Koyama Shōtarō and Japan art (1857-1916)
Lee Jay Walker
Modern Tokyo Times
The Japanese artist Koyama Shōtarō (1857-1916) was born in the late Edo Period. Hence, his art belongs mainly to the Meiji Period (1868-1912) of Japanese history – while passing away in the early Taisho Period (1912-1926).
Koyama was one of the early Yōga (Western-style painting) artists that ushered in the modernization of art during the Meiji era.
He was born in Niigata Prefecture in the city of Nagaoka.
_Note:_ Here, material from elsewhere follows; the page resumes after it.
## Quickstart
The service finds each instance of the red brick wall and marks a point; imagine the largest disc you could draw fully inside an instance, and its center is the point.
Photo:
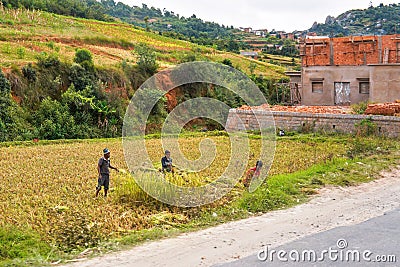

However, he moved to Tokyo when young and studied at a British learning school in the capital of Japan.
His early teacher was Kawakami Tōgai (1828-1881). Thus, Koyama was blessed to study under this teacher who also taught many future distinguished artists. These include Matsuoka Hisashi, Kawamura Kiyoo, Nakamaru Seijuro, and Takahashi Yuichi.
Antonio Fontanesi from Italy and Abel Guerineau from France also influenced Koyama. Guerineau taught watercolor painting to Koyama – while Fontanesi was instrumental in teaching Western-style art during this period of Japanese history.
Koyama remained on the margins concerning his personal art during his lifetime. However, his legacy is important because he taught many future distinguished artists. These include Nakamura Fusetsu, Yoshida Hiroshi, Mitsutani Kunishiro, Aoki Shigeru, and Kanokogi Takeshiro.